Plan de stabilité : Mélenchon accuse Valls d'avoir "une idée de division générale de la gauche" | Atlantico.fr
Atlantico, c'est qui, c'est quoi ?
Newsletter
Décryptages
Pépites
Dossiers
Rendez-vous
Atlantico-Light
Vidéos
Podcasts
France
Plan de stabilité : Mélenchon accuse Valls d'avoir "une idée de division générale de la gauche"
©

J'accuse

Plan de stabilité : Mélenchon accuse Valls d'avoir "une idée de division générale de la gauche"

Pour le leader du parti de gauche, le vote du jour à l'Assemblée est l'occasion pour les députés socialistes de "faire valoir leur conception de la politique".

"On voit bien que l'initiative Valls, l'idée Valls est une idée de division générale de la majorité de gauche". La déclaration est forte et elle a été fait ce mardi matin par Jean-Luc Mélenchon. Le leader du Front de gauche accuse le Premier ministre de vouloir diviser la gauche à quelques heures du vote sur le plan d'économies.

Pour lui, c'est l'occasion pour les députés socialistes de "faire valoir leur conception de la politique" face à cette "idée de division générale de la gauche" conduite par le Premier ministre. "Les députés socialistes aujourd'hui, c'est le moment pour eux de faire valoir leur conception de la politique parce que la solution à nos problèmes, c'est eux qui l'ont. Il y a dans l'Assemblée nationale une majorité constituée par les socialistes, les écologistes, le Front de gauche. Si on change le point d'organisation, au lieu de l'avoir mis à l'extrême droite du mouvement socialiste avec Manuel Valls, si on le met à gauche, on peut faire une autre politique. Il n'est pas vrai que les députés socialistes sont obligés de voter ça, c'est eux qui ont le pouvoir" a expliqué Jean-Luc Mélenchon sur France 2.

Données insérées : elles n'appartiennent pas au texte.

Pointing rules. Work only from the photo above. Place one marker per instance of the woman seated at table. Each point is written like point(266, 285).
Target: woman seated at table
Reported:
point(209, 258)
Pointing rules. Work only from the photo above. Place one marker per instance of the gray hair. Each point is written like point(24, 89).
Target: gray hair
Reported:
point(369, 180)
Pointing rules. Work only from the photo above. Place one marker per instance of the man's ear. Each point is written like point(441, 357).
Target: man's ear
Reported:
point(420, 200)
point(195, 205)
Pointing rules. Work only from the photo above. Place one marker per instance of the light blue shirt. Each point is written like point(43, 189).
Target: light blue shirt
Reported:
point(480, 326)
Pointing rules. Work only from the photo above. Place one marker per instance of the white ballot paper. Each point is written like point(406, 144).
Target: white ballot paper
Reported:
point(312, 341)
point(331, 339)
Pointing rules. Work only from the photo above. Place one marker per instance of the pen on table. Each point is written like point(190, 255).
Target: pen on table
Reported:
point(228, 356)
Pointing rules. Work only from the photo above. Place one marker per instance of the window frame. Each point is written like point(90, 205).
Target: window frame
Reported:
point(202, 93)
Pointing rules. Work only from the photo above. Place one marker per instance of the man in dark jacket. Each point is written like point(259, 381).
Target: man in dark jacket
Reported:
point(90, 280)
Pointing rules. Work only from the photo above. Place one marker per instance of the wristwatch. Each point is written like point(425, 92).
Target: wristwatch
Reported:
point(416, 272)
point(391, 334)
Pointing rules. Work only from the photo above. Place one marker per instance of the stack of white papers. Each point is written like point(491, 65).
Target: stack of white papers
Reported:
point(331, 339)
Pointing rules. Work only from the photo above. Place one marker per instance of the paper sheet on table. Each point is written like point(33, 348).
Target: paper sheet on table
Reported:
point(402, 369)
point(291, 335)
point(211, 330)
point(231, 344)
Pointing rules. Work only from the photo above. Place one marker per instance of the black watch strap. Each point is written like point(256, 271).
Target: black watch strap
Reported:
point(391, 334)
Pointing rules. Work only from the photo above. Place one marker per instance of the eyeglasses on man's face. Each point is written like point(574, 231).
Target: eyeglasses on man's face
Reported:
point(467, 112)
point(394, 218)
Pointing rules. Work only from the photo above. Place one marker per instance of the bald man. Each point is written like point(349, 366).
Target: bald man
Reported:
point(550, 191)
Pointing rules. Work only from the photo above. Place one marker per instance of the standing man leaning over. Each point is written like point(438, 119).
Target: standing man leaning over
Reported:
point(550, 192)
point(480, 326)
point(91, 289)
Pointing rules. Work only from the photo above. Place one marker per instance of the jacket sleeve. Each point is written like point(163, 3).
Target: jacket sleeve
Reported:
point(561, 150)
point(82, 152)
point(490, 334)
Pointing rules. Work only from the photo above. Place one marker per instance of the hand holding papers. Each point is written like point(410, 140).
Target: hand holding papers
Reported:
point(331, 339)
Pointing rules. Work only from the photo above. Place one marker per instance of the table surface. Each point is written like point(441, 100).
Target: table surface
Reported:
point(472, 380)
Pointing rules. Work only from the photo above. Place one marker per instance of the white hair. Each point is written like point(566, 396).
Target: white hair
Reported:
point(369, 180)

Il soutient encore que le Premier ministre souhaite une chose : déstabiliser la majorité pour mieux régner. "Non seulement nous sommes dehors, non seulement les Verts sont sortis, mais en plus une partie des socialistes est entrée en dissonance grave, en quasi-dissidence. On ne peut plus continuer comme ça" a-t-il dit. Comment changer de cap ? "Un vote le 25 mai aux européennes qui nous donne de la force, car on verra qu'il y a une alternative possible" a martelé Mélenchon dont le parti est crédité 7% dans les sondages.

 

En raison de débordements, nous avons fait le choix de suspendre les commentaires des articles d'Atlantico.fr.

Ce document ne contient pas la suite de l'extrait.